The architecture is designed so that common extensions touch exactly one module.

What you want to add Where to change What to do
New operator (e.g., >=) domain/operators.py Add one function; add one entry to OPERATOR_REGISTRY
New flag (e.g., word_count) domain/evaluator.py Add one elif branch in the flag dispatch
New report format (e.g., Markdown table) infrastructure/reporter.py Add one elif branch in the format dispatch
Different Markdown parser infrastructure/parser.py Replace the markdown + lxml call; keep the ParsedDocument return type
New workflow step pattern services/workflow.py Add one elif branch in _dispatch()
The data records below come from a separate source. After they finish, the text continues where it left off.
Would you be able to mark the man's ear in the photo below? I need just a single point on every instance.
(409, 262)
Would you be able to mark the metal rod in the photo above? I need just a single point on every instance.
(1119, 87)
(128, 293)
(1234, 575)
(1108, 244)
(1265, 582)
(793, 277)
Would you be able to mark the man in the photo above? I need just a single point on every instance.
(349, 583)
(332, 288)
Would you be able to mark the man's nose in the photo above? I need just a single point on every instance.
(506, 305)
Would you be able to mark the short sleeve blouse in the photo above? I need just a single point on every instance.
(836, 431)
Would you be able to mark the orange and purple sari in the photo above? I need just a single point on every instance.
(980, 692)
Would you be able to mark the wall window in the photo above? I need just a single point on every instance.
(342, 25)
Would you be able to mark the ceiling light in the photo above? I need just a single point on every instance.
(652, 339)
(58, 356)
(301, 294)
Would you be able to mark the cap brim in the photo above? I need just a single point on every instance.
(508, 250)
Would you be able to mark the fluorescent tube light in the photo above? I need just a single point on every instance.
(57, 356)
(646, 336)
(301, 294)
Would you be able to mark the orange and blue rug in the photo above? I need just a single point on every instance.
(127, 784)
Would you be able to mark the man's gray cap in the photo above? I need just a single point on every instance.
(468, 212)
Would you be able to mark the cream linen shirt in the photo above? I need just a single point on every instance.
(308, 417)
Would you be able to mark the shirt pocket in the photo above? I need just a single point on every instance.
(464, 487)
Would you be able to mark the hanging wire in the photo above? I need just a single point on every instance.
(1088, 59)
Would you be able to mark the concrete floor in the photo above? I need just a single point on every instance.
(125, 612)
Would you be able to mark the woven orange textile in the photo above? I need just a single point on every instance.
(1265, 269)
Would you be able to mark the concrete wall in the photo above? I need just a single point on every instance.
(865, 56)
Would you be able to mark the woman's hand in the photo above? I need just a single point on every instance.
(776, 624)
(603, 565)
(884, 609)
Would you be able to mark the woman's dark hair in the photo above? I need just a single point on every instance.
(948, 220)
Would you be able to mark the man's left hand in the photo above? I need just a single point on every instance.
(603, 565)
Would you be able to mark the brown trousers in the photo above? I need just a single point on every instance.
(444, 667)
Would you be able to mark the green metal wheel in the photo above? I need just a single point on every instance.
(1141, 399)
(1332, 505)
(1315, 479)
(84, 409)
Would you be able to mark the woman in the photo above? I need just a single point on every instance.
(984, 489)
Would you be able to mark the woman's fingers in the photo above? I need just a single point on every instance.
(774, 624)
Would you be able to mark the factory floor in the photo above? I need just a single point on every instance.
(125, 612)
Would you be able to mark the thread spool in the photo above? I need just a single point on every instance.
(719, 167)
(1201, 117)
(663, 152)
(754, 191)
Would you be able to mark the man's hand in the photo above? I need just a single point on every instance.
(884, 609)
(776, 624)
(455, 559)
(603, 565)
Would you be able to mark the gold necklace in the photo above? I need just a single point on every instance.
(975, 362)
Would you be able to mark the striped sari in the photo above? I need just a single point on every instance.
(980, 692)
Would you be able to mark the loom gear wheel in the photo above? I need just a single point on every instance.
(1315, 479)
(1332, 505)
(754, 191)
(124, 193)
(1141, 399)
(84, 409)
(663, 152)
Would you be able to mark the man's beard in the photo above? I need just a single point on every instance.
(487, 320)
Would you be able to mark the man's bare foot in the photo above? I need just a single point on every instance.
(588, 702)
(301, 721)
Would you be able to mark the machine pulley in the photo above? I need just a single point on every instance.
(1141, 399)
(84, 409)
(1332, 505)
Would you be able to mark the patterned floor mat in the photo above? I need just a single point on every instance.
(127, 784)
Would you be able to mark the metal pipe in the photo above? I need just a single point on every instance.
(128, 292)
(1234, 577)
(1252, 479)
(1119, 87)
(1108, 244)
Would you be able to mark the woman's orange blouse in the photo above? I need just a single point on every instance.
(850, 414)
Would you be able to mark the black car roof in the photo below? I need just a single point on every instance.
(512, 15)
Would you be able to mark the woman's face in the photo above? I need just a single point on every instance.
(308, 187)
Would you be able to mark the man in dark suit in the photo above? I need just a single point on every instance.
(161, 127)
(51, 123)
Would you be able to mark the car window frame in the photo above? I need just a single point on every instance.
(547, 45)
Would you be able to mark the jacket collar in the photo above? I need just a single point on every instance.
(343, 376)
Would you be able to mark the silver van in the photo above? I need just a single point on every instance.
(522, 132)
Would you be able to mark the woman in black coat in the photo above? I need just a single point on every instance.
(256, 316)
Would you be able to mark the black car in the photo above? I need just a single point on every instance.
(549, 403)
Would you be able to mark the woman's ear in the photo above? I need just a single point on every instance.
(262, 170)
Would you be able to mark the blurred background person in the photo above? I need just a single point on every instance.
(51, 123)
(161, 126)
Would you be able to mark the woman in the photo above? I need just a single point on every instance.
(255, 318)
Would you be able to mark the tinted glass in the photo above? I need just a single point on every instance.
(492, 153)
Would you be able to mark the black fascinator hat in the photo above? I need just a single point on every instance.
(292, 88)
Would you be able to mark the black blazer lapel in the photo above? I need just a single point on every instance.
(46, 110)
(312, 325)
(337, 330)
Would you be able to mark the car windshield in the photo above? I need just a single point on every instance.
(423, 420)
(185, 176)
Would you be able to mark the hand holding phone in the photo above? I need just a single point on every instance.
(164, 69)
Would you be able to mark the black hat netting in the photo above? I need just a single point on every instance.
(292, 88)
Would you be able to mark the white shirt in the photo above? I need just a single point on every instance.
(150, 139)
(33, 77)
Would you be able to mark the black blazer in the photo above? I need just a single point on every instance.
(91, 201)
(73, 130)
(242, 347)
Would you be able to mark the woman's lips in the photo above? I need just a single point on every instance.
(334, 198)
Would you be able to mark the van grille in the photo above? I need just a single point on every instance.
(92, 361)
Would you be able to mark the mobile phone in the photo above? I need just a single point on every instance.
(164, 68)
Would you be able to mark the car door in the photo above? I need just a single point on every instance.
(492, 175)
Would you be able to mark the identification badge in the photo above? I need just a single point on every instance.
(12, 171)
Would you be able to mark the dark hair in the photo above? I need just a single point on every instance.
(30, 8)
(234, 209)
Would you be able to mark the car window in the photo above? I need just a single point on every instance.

No extension requires touching the CLI or changing the Pydantic models (unless the new capability requires a new contract field).

Test organisation

The test suite mirrors the layer structure, so you know exactly where to add a test for any change.

tests/
  unit/
    domain/
      test_models.py        ← Pydantic validation, coercions, frozen behaviour
      test_operators.py     ← one test per operator token
      test_evaluator.py     ← rule evaluation logic
    infrastructure/
      test_parser.py        ← parse front matter, render HTML, XPath availability
      test_loader.py        ← JSON loading, schema normalisation, backward compat
      test_reporter.py      ← JSON and CSV output format
    services/
      test_scanner.py       ← full validate() pipeline (in-memory rule injection)
      test_workflow.py      ← workflow step patterns
  integration/
    test_validate.py        ← CLI validate command end-to-end
  fixtures/
    checkworkflow.json      ← 26-rule reference rule set for integration tests
    concept.json            ← old-schema rule set (tests backward compat)

Coverage gate: ≥ 90% line coverage enforced by pytest-cov in CI. CLI modules (cli/main.py, cli/repl.py) are excluded from the gate because they require a live terminal. For requirements traceability, see the SRS.